Ketua Dewan Pimpinan Daerah Asosiasi Pengembang Perumahan dan Permukiman Seluruh Indonesia (DPD Apersi) Anton R Santoso mengatakan, pembangunan RSh terkena dampak krisis ekonomi terlihat dari turunnya permintaan sebagai akibat daya beli yang rendah serta tidak adanya dukungan perbankan. Sebenarnya perbankan sudah menurunkan tingkat bunga KPR, tetapi sangat selektif dalam memilih debitur serta syaratnya sangat ketat. Perbankan mensyaratkan uang muka lebih tinggi sampai 30% padahal semula hanya 10-20%.

Bank sangat berhati-hati dan membatasi diri terhadap pengembang yang membuka lahan untuk proyek baru. Kondisi seperti ini memaksa anggota Apersi, yang rata-rata pengembang kecil, bertahan untuk tidak melakukan investasi baru. Mereka lebih memilih untuk mengoptimalisasi lahan yang dimiliki untuk dikembangkan. Melihat kondisi ini, setidaknya dalam tiga bulan pertama tahun 2009 pengembang melihat dulu kebijakan perbankan. Akibatnya, produksi rumah tahun 2009 diperkirakan tidak berbeda jauh dengan produksi tahun 2008, yakni sekitar 24.000 unit.

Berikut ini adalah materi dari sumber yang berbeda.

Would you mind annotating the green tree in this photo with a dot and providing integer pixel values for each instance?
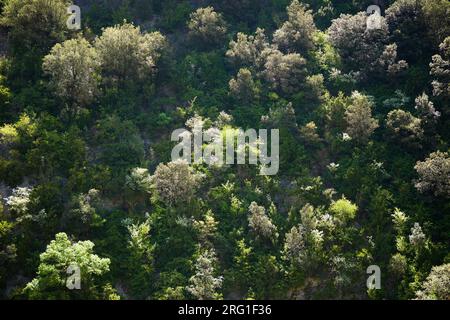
(53, 275)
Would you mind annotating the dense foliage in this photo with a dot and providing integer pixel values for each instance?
(86, 177)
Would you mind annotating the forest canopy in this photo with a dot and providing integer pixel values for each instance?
(93, 206)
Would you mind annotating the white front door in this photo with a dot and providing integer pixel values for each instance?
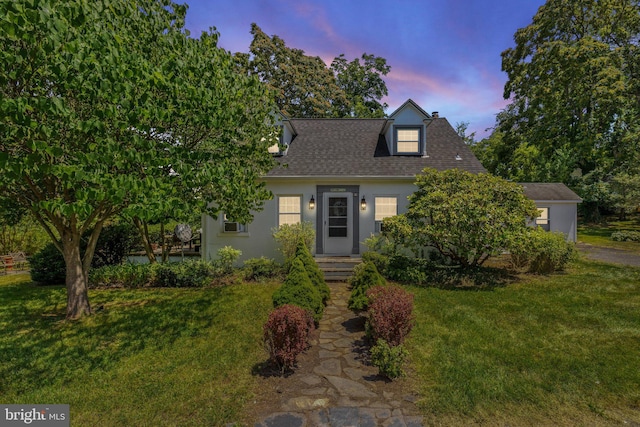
(338, 223)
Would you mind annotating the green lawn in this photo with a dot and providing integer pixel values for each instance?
(562, 349)
(600, 234)
(149, 357)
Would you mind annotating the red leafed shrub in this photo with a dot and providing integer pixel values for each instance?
(390, 314)
(286, 334)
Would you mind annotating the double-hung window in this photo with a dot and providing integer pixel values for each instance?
(543, 219)
(384, 207)
(232, 226)
(408, 140)
(289, 210)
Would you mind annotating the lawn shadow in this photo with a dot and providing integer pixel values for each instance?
(470, 279)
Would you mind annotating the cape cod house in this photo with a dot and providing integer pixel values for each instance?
(346, 175)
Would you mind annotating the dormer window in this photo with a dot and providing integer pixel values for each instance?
(408, 140)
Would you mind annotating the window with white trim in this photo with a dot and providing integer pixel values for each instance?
(232, 226)
(543, 219)
(384, 207)
(289, 210)
(407, 140)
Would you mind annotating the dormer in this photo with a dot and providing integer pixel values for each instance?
(282, 136)
(406, 130)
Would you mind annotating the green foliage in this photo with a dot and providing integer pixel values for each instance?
(288, 236)
(313, 271)
(227, 256)
(305, 87)
(47, 266)
(365, 276)
(110, 107)
(626, 236)
(114, 244)
(379, 260)
(298, 289)
(573, 90)
(186, 274)
(131, 276)
(25, 235)
(465, 217)
(261, 268)
(541, 251)
(389, 359)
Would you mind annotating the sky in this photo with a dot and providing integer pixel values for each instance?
(444, 55)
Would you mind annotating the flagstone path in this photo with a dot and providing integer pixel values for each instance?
(334, 385)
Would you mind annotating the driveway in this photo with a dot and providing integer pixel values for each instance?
(617, 256)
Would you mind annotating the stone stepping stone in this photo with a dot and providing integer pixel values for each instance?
(347, 387)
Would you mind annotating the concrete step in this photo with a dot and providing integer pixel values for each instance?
(337, 269)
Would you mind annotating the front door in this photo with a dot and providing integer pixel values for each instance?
(338, 223)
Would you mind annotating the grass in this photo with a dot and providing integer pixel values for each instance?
(149, 357)
(600, 234)
(559, 349)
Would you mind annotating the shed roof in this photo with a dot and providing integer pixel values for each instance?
(549, 192)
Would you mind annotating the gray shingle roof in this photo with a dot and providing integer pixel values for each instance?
(356, 148)
(549, 192)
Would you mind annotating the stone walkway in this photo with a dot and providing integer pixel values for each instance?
(342, 389)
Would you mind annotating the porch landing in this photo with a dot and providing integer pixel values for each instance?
(337, 268)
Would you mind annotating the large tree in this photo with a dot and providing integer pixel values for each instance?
(573, 85)
(107, 106)
(306, 87)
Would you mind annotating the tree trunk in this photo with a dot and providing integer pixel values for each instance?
(76, 278)
(143, 229)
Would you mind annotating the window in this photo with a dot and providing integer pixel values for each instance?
(408, 140)
(384, 207)
(289, 211)
(233, 227)
(543, 219)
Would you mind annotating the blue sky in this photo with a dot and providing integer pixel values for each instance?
(445, 55)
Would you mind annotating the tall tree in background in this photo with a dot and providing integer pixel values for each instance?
(573, 84)
(108, 107)
(305, 87)
(363, 84)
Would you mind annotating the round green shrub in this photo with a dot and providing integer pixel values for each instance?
(298, 290)
(365, 276)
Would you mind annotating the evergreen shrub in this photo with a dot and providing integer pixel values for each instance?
(365, 276)
(298, 290)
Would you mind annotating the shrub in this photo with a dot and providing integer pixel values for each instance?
(47, 266)
(543, 252)
(187, 274)
(259, 268)
(406, 269)
(286, 334)
(123, 276)
(388, 359)
(313, 271)
(379, 260)
(626, 236)
(364, 277)
(390, 314)
(288, 236)
(227, 256)
(297, 289)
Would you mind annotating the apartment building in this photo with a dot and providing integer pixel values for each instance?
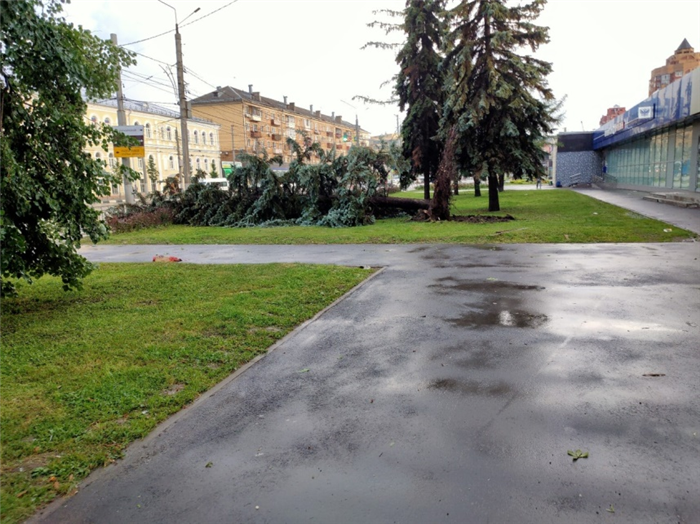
(251, 123)
(161, 141)
(683, 61)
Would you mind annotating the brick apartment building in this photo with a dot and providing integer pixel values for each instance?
(251, 123)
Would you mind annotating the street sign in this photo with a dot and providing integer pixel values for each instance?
(137, 151)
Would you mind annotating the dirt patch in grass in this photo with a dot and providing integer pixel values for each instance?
(470, 219)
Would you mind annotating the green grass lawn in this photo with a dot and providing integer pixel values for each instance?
(556, 216)
(83, 374)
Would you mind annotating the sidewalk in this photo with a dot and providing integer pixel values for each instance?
(685, 218)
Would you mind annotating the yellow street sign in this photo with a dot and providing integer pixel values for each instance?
(130, 152)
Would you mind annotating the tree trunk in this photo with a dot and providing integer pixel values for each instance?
(440, 204)
(407, 204)
(494, 205)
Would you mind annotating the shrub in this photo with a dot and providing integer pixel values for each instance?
(135, 219)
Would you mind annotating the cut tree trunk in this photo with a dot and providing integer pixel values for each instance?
(407, 204)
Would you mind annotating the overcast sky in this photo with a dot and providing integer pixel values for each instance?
(602, 51)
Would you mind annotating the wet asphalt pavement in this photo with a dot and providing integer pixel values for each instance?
(447, 388)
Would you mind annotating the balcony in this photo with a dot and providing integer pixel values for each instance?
(254, 115)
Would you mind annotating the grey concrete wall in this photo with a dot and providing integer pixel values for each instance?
(578, 167)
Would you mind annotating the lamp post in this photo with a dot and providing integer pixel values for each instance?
(182, 99)
(357, 124)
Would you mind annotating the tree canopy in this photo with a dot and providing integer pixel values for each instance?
(498, 100)
(419, 86)
(47, 180)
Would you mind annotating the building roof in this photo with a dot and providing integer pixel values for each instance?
(230, 94)
(684, 45)
(146, 107)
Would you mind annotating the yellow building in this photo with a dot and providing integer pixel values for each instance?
(683, 61)
(161, 141)
(251, 123)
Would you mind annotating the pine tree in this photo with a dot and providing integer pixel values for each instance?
(419, 87)
(498, 100)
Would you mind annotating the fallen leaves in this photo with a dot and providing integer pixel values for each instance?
(577, 454)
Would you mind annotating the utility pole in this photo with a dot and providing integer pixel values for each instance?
(183, 110)
(121, 120)
(357, 123)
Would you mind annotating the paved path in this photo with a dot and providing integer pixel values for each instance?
(448, 388)
(685, 218)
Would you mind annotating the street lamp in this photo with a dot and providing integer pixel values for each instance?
(357, 124)
(182, 98)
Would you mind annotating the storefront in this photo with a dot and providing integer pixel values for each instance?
(656, 144)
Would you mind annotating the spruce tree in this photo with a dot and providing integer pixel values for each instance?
(498, 99)
(419, 87)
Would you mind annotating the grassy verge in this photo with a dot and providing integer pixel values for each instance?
(541, 217)
(83, 374)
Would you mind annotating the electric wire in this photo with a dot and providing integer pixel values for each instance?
(183, 25)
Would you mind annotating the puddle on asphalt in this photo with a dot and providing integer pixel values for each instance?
(507, 318)
(478, 286)
(470, 387)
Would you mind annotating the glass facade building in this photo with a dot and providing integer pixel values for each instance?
(656, 144)
(661, 160)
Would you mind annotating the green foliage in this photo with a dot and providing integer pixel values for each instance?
(47, 181)
(419, 87)
(335, 192)
(542, 216)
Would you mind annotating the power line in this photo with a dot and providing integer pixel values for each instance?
(184, 25)
(151, 58)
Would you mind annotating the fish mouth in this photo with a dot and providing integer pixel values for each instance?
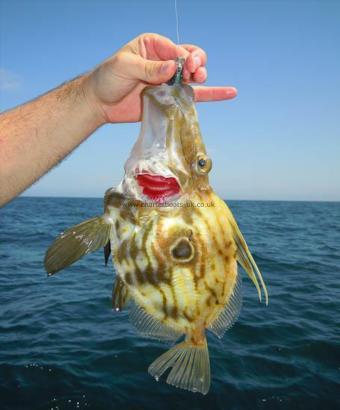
(157, 187)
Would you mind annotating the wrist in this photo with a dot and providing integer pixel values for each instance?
(86, 89)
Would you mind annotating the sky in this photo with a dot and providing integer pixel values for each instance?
(279, 140)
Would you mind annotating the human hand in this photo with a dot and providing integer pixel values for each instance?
(115, 86)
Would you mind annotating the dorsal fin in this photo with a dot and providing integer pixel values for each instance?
(231, 311)
(244, 257)
(120, 294)
(107, 252)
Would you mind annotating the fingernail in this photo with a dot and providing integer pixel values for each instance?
(197, 61)
(165, 67)
(231, 92)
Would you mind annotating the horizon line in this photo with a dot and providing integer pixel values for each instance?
(230, 199)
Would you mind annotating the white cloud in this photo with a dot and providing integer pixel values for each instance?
(9, 81)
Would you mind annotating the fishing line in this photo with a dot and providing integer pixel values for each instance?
(177, 21)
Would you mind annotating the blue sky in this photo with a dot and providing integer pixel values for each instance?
(280, 139)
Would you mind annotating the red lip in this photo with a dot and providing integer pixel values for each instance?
(157, 187)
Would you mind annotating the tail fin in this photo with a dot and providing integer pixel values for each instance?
(190, 367)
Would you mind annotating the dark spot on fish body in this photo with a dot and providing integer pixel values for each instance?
(183, 250)
(174, 312)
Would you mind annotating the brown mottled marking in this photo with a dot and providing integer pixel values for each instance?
(133, 254)
(117, 227)
(211, 290)
(188, 317)
(187, 215)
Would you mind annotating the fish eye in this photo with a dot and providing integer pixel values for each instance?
(203, 164)
(182, 250)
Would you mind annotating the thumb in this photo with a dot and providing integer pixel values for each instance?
(157, 72)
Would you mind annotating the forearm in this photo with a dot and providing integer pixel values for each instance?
(36, 136)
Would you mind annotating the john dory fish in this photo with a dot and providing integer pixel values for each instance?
(175, 262)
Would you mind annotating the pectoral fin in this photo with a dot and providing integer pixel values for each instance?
(120, 294)
(246, 260)
(76, 242)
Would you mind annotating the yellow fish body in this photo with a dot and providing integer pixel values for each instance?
(175, 243)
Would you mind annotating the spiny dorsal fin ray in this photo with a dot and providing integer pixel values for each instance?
(231, 311)
(151, 327)
(107, 252)
(76, 242)
(245, 258)
(120, 294)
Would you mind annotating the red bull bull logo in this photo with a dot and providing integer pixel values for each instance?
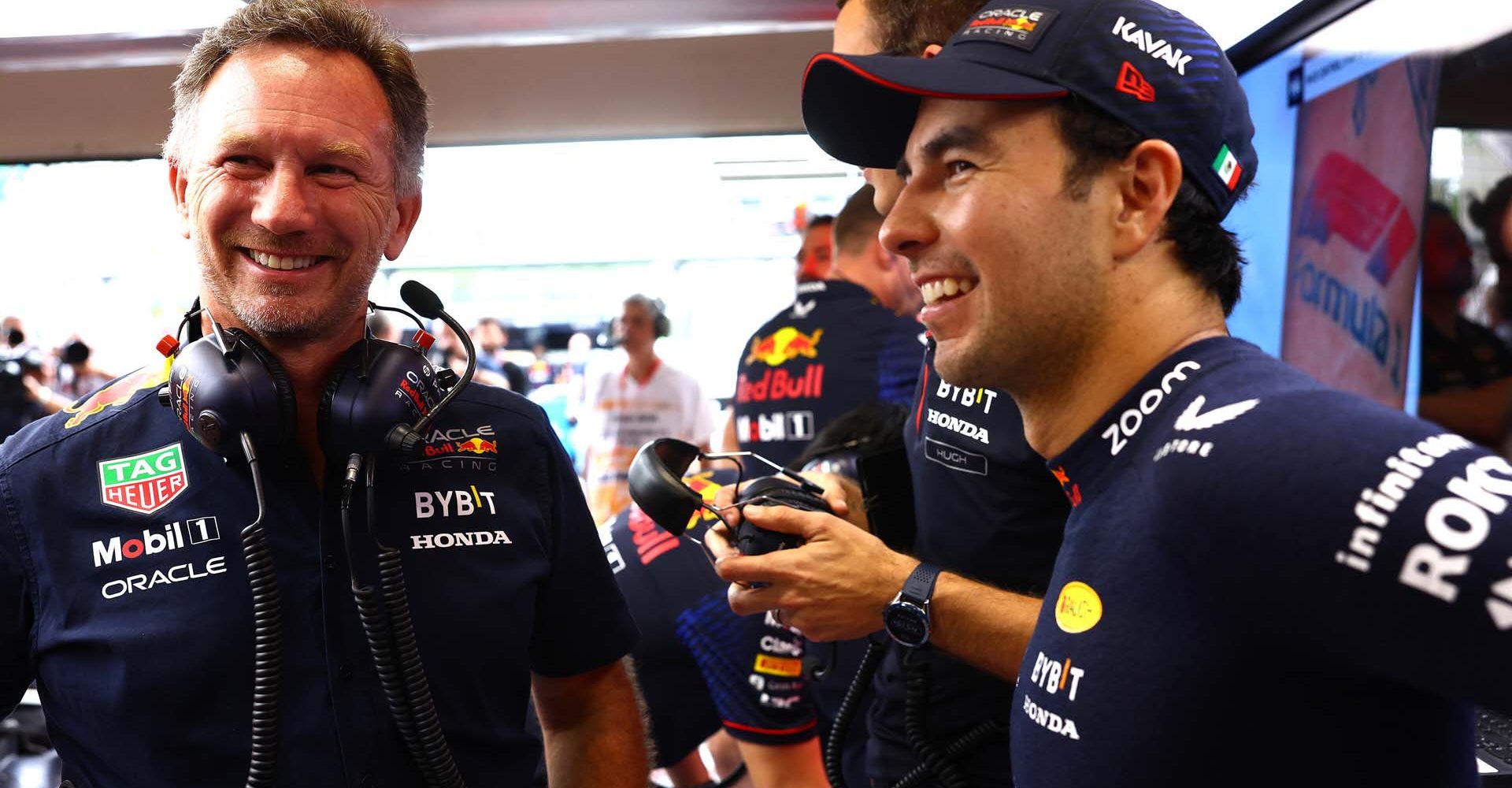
(706, 488)
(1009, 23)
(478, 445)
(117, 394)
(785, 345)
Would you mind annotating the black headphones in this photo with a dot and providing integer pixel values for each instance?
(227, 383)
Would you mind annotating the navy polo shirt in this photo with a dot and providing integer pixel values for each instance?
(662, 577)
(1267, 582)
(835, 348)
(700, 666)
(986, 508)
(123, 593)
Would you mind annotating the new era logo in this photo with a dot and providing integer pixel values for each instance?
(1134, 84)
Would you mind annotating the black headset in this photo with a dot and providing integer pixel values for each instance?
(227, 383)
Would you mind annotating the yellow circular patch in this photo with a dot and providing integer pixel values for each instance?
(1078, 608)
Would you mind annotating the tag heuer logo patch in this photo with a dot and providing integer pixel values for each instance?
(1020, 26)
(144, 483)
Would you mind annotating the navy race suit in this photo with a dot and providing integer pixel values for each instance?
(699, 664)
(123, 592)
(986, 508)
(832, 350)
(1266, 569)
(662, 577)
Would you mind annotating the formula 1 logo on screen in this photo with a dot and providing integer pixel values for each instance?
(1346, 200)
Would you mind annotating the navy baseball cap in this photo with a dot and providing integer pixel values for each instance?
(1137, 61)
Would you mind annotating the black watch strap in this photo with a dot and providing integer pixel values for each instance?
(920, 585)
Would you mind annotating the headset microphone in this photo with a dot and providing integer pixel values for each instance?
(404, 439)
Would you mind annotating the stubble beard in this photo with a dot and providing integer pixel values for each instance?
(274, 310)
(1036, 350)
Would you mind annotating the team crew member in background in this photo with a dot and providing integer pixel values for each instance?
(846, 340)
(817, 253)
(642, 401)
(1467, 371)
(1493, 217)
(984, 504)
(294, 159)
(773, 692)
(1219, 495)
(665, 580)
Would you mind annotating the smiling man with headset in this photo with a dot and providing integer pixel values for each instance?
(294, 161)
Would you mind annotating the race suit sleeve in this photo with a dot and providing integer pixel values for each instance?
(581, 619)
(1378, 544)
(754, 669)
(17, 602)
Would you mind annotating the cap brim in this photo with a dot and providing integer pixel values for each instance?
(861, 110)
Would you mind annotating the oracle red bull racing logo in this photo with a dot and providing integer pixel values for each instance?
(144, 483)
(784, 345)
(117, 394)
(454, 442)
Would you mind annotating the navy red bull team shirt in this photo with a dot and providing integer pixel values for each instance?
(986, 508)
(835, 348)
(1267, 582)
(699, 664)
(123, 593)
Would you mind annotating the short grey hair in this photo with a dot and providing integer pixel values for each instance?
(324, 24)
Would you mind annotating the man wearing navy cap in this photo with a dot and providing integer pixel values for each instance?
(1263, 582)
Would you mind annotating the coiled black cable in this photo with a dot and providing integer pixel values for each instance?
(397, 654)
(266, 638)
(437, 755)
(917, 696)
(835, 748)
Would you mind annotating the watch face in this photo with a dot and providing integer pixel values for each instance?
(907, 623)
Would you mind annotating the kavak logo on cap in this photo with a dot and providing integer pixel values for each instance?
(1021, 26)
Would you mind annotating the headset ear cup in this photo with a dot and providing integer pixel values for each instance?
(377, 386)
(348, 362)
(280, 380)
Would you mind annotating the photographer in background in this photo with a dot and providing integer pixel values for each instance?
(1467, 371)
(23, 380)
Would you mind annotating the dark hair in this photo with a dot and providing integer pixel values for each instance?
(858, 223)
(1488, 214)
(1206, 248)
(907, 26)
(324, 24)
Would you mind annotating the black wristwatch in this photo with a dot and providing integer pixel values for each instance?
(907, 618)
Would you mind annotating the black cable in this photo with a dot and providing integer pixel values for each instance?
(407, 651)
(266, 637)
(833, 749)
(917, 697)
(397, 656)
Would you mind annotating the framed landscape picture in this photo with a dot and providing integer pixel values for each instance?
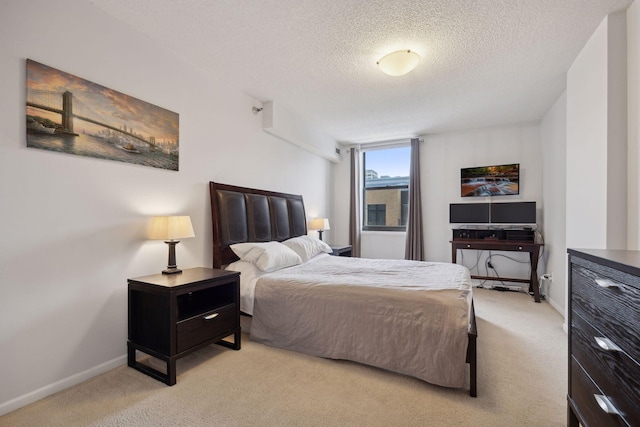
(71, 115)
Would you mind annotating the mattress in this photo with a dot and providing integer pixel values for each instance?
(409, 317)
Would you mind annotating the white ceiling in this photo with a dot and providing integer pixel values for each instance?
(484, 62)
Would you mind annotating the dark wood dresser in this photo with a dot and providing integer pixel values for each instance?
(604, 338)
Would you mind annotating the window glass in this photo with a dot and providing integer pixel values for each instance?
(386, 189)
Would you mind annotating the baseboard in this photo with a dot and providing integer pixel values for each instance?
(63, 384)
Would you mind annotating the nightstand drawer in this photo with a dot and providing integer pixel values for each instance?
(198, 329)
(612, 310)
(613, 371)
(583, 392)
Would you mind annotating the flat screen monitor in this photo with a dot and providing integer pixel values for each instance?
(496, 180)
(469, 213)
(513, 213)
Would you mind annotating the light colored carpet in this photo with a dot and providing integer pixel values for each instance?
(522, 381)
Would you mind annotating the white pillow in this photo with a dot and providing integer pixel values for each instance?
(307, 247)
(267, 256)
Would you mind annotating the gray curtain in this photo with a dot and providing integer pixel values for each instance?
(414, 248)
(354, 205)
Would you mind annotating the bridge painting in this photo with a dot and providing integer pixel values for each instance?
(68, 114)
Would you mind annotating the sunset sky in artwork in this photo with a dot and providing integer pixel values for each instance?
(103, 105)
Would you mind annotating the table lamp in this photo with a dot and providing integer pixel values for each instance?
(170, 228)
(319, 224)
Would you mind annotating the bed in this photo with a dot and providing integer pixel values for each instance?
(411, 317)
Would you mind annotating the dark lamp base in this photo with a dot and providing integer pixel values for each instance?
(172, 267)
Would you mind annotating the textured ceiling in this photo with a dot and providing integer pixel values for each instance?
(484, 62)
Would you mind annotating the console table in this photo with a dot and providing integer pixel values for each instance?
(504, 245)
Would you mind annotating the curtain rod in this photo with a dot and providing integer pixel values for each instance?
(384, 144)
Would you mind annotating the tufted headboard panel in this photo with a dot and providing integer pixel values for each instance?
(240, 214)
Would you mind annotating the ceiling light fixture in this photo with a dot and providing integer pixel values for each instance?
(399, 62)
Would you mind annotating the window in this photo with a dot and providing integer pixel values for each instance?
(386, 189)
(376, 214)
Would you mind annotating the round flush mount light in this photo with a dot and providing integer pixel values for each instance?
(399, 62)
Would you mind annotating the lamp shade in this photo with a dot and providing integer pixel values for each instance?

Apersi sudah mengusulkan kepada Menpera untuk membebaskan PPN rumah untuk segmen menengah dengan harga Rp100 juta ke bawah, karena harga unit rusunami dengan harga Rp144 juta/unit mendapat fasilitas bebas PPN. Kebijakan ini setidaknya akan meningkatkan daya beli masyarakat untuk membeli rumah dengan harga di bawah Rp100 juta karena di segmen menengah juga terkena dampak krisis ekonomi.

Deputi Menteri Negara Perumahan Rakyat (Menpera) Bidang Pembiayaan Tito Murbaintoro memperkirakan secara keseluruhan program pembangunan perumahan tahun 2009 dengan sasaran 1.075.400 unit dan nilai investasi sejumlah Rp50,81 triliun akan menciptakan lapangan kerja langsung untuk 711.295 orang/tahun dan lapangan kerja tidak langsung untuk 2.489.533 orang/tahun sehingga total lapangan kerja yang tercipta dapat mencapai 3.200.828 orang/tahun.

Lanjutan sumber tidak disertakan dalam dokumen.